A special seminar hosted by The Brown Institute, The Data Science Institute, and Columbia Engineering.

Guest Speaker

Ben Recht, Professor, Electrical Engineering and Computer Sciences, UC Berkeley


  • Chris Wiggins, Columbia Engineering
  • David Blei, Columbia Engineering
  • Mark Hansen, The Brown Institute, Columbia Journalism School
  • Clifford Stein, The Data Science Institute, Columbia University

Details & Recording

Monday, September 12, 2022 (4:00 PM – 5:30 PM ET) – Hybrid

Location: Brown Institute, Pulitzer Hall (First Floor), 2950 Broadway, New York, NY 10027 – and on Zoom

Talk Information

Steampunk Data Science

Abstract: How did scientists make sense of data before statistics and computing? This talk will explore this question by focusing on the discovery of vitamins, which occurred in the early 20th century just before the advent of modern statistical methodology. Recht will describe the varied practices in experimentation and reporting and highlight the sorts of insights required to uncover what “works.” Through this discussion, Recht will draw connections to contemporary data science tools to illustrate their pros and cons in facilitating discovery.

Bio: Benjamin Recht is a Professor in the Department of Electrical Engineering and Computer Sciences at the University of California, Berkeley. He was previously an Assistant Professor in the Department of Computer Sciences at the University of Wisconsin-Madison. Ben received his B.S. in Mathematics from the University of Chicago, and received a M.S. and PhD from the MIT Media Laboratory. After completing his doctoral work, he was a postdoctoral fellow in the Center for the Mathematics of Information at Caltech.

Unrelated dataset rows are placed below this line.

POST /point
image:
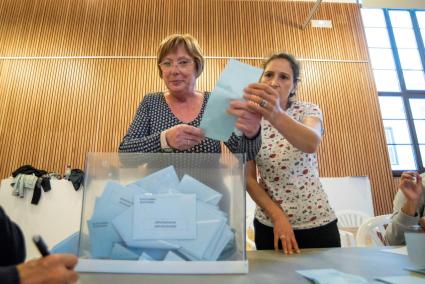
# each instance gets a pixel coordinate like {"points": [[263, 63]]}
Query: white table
{"points": [[274, 267]]}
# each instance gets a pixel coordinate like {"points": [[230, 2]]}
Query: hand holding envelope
{"points": [[217, 123]]}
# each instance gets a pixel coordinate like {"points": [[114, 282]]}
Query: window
{"points": [[396, 40]]}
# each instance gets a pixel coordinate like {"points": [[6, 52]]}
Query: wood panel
{"points": [[135, 28], [54, 110]]}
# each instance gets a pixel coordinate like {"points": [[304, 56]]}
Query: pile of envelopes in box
{"points": [[159, 217]]}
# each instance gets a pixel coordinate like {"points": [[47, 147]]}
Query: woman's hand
{"points": [[265, 100], [283, 232], [247, 121], [183, 136]]}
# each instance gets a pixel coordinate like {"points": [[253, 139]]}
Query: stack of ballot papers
{"points": [[159, 218]]}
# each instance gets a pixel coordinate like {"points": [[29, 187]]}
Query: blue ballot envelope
{"points": [[164, 216], [216, 122], [203, 192]]}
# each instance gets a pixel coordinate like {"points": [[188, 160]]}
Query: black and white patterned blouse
{"points": [[154, 116]]}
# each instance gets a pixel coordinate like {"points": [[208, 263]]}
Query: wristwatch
{"points": [[164, 145]]}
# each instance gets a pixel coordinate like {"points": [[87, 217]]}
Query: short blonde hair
{"points": [[191, 45]]}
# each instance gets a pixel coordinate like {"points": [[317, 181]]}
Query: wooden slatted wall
{"points": [[54, 110]]}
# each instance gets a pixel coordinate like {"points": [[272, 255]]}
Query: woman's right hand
{"points": [[283, 232], [183, 136]]}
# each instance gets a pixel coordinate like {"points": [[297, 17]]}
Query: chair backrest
{"points": [[351, 218], [347, 239], [372, 231]]}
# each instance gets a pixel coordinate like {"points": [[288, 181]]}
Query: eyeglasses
{"points": [[182, 64]]}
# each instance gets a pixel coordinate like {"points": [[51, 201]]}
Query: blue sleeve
{"points": [[139, 137], [9, 275]]}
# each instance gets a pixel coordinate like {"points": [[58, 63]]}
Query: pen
{"points": [[41, 245]]}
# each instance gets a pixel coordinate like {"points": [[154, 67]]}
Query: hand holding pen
{"points": [[50, 269]]}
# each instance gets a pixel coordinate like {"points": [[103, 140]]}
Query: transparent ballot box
{"points": [[179, 213]]}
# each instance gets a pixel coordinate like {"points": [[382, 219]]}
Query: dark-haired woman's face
{"points": [[278, 75]]}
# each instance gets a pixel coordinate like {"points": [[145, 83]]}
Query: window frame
{"points": [[404, 93]]}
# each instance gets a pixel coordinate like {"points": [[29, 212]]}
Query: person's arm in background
{"points": [[405, 214], [12, 249], [282, 227], [12, 244], [139, 137], [53, 269]]}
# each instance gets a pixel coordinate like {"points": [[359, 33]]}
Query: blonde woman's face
{"points": [[179, 71], [278, 74]]}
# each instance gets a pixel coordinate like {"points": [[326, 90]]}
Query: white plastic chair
{"points": [[347, 239], [372, 231], [351, 218], [348, 223]]}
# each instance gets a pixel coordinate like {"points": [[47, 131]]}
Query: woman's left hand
{"points": [[247, 121], [264, 100]]}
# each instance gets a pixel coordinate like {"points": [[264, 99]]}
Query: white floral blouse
{"points": [[291, 177]]}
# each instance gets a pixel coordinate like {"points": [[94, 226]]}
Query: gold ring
{"points": [[263, 103]]}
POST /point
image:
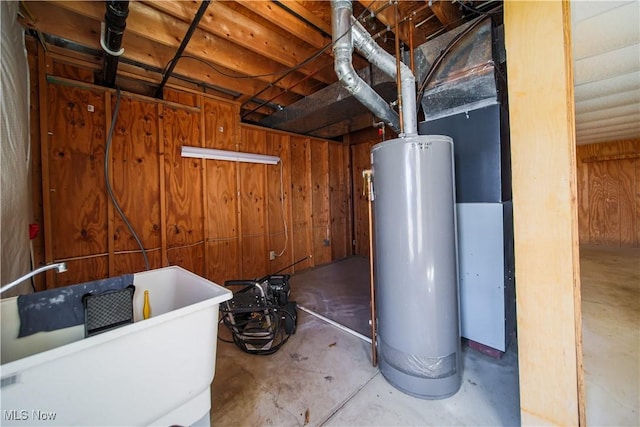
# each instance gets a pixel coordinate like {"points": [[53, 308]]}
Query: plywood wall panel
{"points": [[180, 97], [84, 270], [637, 199], [219, 124], [76, 159], [609, 193], [222, 203], [361, 158], [71, 72], [223, 261], [301, 201], [134, 153], [597, 202], [626, 194], [134, 262], [183, 178], [252, 198], [338, 200], [582, 176], [253, 208], [254, 257], [36, 164], [190, 257], [278, 187], [611, 210], [320, 202]]}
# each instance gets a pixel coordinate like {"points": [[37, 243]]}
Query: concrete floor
{"points": [[610, 284], [323, 375]]}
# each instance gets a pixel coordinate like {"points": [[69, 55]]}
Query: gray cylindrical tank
{"points": [[415, 265]]}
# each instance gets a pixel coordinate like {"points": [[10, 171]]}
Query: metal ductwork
{"points": [[342, 50], [111, 38], [364, 43]]}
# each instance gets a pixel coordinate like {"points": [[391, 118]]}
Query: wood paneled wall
{"points": [[361, 160], [218, 219], [609, 193]]}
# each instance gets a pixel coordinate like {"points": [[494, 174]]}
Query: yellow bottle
{"points": [[146, 308]]}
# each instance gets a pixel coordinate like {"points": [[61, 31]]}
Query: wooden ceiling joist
{"points": [[86, 32], [233, 26], [160, 28], [448, 14], [288, 22]]}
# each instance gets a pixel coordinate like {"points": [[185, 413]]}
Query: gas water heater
{"points": [[415, 265]]}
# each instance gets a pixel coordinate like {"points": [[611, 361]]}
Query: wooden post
{"points": [[163, 192], [542, 126], [44, 65]]}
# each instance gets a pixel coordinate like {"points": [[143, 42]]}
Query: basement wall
{"points": [[361, 144], [14, 152], [215, 218], [609, 193]]}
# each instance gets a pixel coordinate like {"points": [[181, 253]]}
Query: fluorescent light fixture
{"points": [[232, 156]]}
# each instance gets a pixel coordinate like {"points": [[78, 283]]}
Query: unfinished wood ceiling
{"points": [[606, 50], [264, 54]]}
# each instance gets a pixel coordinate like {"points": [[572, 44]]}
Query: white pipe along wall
{"points": [[15, 194]]}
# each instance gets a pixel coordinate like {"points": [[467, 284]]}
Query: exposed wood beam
{"points": [[295, 26], [303, 12], [237, 28], [386, 17], [53, 20], [448, 14], [288, 22], [159, 28]]}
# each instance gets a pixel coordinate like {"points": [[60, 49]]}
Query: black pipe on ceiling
{"points": [[111, 38], [183, 45]]}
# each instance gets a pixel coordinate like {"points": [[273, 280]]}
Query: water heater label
{"points": [[423, 145]]}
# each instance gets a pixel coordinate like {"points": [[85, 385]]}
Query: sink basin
{"points": [[156, 371]]}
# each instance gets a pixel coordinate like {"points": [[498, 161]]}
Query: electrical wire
{"points": [[107, 179], [479, 12], [284, 215]]}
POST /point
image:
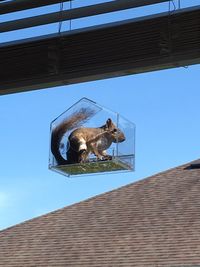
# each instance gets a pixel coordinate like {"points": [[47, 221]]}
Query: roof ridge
{"points": [[185, 165]]}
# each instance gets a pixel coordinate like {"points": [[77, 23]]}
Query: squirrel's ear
{"points": [[109, 123]]}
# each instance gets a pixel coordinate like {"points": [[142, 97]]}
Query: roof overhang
{"points": [[129, 47]]}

Ben is the recipient of a Presidential Early Career Award for Scientists and Engineers, an Alfred P. Sloan Research Fellowship, the 2012 SIAM/MOS Lagrange Prize in Continuous Optimization, the 2014 Jamon Prize, the 2015 William O. Baker Award for Initiatives in Research, and the 2017 and 2020 NeurIPS Test of Time Awards. He has served on the Editorial Boards of the Journal for Machine Learning Research and Mathematical Programming. He also cofounded the Conference on Learning for Decision and Control.